Sheriff of Gloucestershire
- In office 1171–75
- Monarch: Henry II of England

= Ralph fitzStephen =

12th and 13th-century English sheriff and royal official

Ralph fitzStephen (sometimes Ralf fitzStephen; died either 25 July 1202 or c. 1204) was an English nobleman and royal official.

==Origins==
Ralph had brothers named William fitzStephen, and Eustace. They were probably the sons of Stephen the chamberlain, who is mentioned as a royal chamberlain in the pipe roll for 1156–57.

==Career==
Ralph was a royal chamberlain for King Henry II of England and King Richard I of England, serving in that office until at least 1191. His work would have involved not just household duties, but the financial aspects of the office, both accepting monies owed to the royal household and paying salaries and other expenses of the king's chamber. In 1170 he was appointed as one of the "tutors" to the eldest living son of the king, Henry. Ralph was a frequent witness on royal charters, and during the last years of Henry's reign was also responsible for the maintenance of Queen Eleanor of Aquitaine, who was incarcerated in house arrest by the king.

Ralph was Sheriff of Gloucestershire, from 1171 to 1175, succeeded by his brother William. (Note: William held office until 1189.) Ralph served as a royal justice for the southwest in 1176 and continued as a justice in other counties until 1190. He assessed the tallage, a tax, from 1176 to 1190 also. In 1184, Henry II summoned Ralph as a Serjeant-at-law, one of the first identifiable members of that order in the historical record. (Note: The others summoned by Henry were: 1168: Reginald de Warenne 1174: John de Cumin, William fitzRalph, William fitzStephen 1176: William Basset, Roger fitzReinfrid 1177: Hugh de Cressy 1179: Hugh de Gaerst, Ranulf de Glanvill, Hugh Murdac 1182: William de Auberville, Osbert fitzHervey.)

King Henry gave Ralph the manors of Wapley and Winterbourne in Gloucestershire. In the feudal inquest of 1166, Ralph listed him as holding half a knight's fee at the honour of Totnes, one fee from the bishop of Exeter, and two fees at Crich in Derbyshire that were part of Hubert fitzRalph's honour there. At some point, he held a fee at Blackwell, Derbyshire from Robert fitzRandulf, as he gave that fee as a marriage portion to his niece Idonea when she married William fitzRandulf. Sometime between 1186 and 1190, Ralph granted a third of a knight's fee at Potterspury in Northamptonshire to Geoffrey fitzPeter, another royal official.

==Family and death==
Ralph married Maud or Matilda, the daughter of Robert de Calz. According to the historian Katharine Keats-Rohan, the marriage took place sometime before 1177, as on that date he was given the forestership of Sherwood Forest which had been held by Robert de Calz. But Julia Boorman in Ralph's entry in the Oxford Dictionary of National Biography says the marriage occurred around 1184 or 1185. Ralph controlled Sherwood Forest until 1197, as well as Chippenham Forest in Wiltshire from 1176 to 1190. Ralph may be the same as the Ralph fitzStephen who was given custody of Guildford Castle in Surrey in 1192 and 1193.

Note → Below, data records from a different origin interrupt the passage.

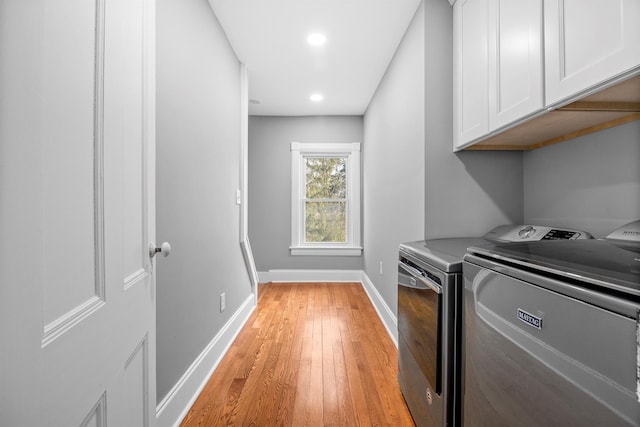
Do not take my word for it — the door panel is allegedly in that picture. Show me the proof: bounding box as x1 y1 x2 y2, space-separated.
0 0 156 427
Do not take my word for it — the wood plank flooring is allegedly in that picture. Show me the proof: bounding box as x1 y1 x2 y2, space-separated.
181 283 414 427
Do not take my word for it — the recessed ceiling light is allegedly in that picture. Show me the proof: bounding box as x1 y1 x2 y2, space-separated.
307 33 327 46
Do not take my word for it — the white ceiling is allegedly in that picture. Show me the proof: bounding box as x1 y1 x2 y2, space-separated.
209 0 420 116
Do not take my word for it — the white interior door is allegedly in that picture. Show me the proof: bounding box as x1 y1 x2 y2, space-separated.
0 0 156 426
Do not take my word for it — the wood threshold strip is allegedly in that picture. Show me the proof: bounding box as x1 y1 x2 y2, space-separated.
181 283 414 427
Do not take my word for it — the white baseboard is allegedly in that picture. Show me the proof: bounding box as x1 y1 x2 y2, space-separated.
362 271 398 348
258 270 362 283
156 294 256 427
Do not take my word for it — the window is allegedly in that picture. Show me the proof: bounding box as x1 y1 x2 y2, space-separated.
291 142 362 255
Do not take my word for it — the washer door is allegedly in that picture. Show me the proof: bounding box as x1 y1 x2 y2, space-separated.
398 261 442 395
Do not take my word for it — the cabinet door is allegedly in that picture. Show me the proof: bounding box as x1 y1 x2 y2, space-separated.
489 0 543 130
544 0 640 105
453 0 489 149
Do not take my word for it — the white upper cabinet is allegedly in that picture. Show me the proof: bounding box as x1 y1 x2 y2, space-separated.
489 0 544 130
453 0 489 148
544 0 640 105
453 0 544 149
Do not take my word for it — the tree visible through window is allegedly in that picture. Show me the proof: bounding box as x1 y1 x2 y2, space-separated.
289 142 362 256
304 157 347 243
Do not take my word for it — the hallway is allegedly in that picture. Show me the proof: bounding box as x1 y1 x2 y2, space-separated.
181 283 413 427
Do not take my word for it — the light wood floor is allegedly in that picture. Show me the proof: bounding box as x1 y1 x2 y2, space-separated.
181 283 414 427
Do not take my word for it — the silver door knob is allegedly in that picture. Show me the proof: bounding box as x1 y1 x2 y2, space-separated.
149 242 171 258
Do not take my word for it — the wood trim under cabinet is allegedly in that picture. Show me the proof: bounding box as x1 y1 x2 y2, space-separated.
465 76 640 150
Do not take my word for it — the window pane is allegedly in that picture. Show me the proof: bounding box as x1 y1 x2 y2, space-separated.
305 157 347 199
304 202 347 243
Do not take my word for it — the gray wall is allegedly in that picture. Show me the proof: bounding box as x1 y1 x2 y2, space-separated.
363 2 424 313
524 121 640 237
157 0 251 401
249 116 367 271
425 0 524 239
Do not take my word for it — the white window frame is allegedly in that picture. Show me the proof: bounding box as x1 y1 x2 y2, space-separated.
289 142 362 256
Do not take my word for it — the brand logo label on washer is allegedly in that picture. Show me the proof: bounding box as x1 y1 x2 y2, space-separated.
518 308 542 329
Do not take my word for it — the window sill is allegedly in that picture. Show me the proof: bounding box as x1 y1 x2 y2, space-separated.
289 246 362 256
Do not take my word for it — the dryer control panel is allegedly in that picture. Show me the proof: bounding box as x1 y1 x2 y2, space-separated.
484 225 593 242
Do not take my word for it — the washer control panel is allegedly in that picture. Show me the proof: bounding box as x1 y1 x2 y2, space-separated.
484 225 593 242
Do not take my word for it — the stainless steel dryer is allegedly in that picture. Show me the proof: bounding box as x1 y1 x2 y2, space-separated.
462 221 640 427
398 225 591 427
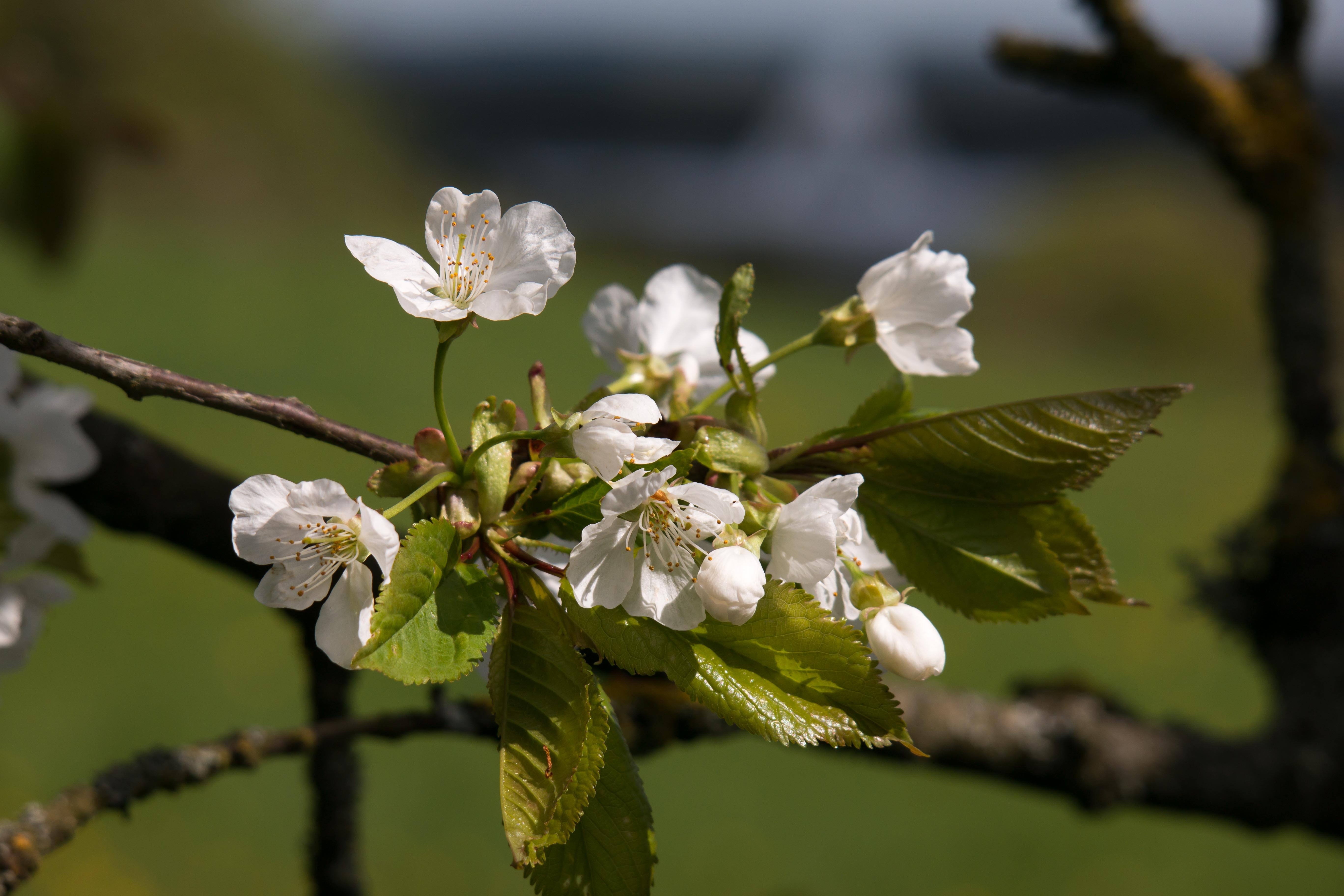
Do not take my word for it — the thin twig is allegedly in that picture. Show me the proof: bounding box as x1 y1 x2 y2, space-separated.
0 314 415 463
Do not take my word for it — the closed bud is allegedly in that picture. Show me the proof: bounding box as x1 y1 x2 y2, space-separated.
864 603 948 681
695 546 765 625
446 489 481 539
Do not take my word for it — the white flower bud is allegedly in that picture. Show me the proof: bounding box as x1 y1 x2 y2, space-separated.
695 546 765 625
867 603 948 681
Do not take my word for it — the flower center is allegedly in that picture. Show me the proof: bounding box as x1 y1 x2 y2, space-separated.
276 516 360 598
432 210 495 309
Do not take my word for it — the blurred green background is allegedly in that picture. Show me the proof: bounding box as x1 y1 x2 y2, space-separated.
0 0 1344 896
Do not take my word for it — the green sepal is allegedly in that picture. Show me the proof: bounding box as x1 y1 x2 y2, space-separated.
560 579 912 748
489 602 597 865
472 395 518 523
724 392 770 445
523 688 658 896
694 426 770 476
351 520 499 684
546 480 612 541
714 265 755 383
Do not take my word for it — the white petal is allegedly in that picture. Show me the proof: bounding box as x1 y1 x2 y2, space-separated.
583 392 663 423
859 232 980 376
472 203 576 320
878 324 980 376
564 516 634 609
621 563 704 631
356 498 402 582
313 563 374 669
0 587 24 652
630 435 681 465
667 482 746 524
289 480 359 520
234 506 322 566
9 481 93 541
228 473 297 540
425 187 500 265
695 546 765 625
345 237 438 292
636 265 723 357
254 558 339 610
583 283 640 372
602 466 676 516
571 418 637 483
867 603 948 681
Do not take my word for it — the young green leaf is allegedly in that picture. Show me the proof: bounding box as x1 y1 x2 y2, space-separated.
353 520 499 684
489 603 597 865
562 579 910 747
523 689 657 896
1023 498 1148 606
546 480 612 541
855 386 1190 503
859 481 1087 622
714 265 755 381
472 395 518 523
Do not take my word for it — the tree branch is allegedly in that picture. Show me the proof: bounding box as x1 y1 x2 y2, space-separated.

According to Keats-Rohan, Ralph died around 1204 and had no issue from his marriage. Boorman, however, states he died on 25 July 1202. According to Keats-Rohan, Maud/Matilda married Adam fitzPeter of Birkin after Ralph's death, but Boorman says that Maud/Matilda was the widow of fitzPeter when she married Ralph. Ralph gave gifts to Haverholme Priory, Darley Abbey, Gloucester Abbey, and Stanley Abbey. In 1225 the king recognised Richard of Gloucester as Ralph's nearest heir and confirmed his custody of Winterbourne. Boorman speculates that Richard might have been Ralph's son by a previous marriage before Maud/Matilda.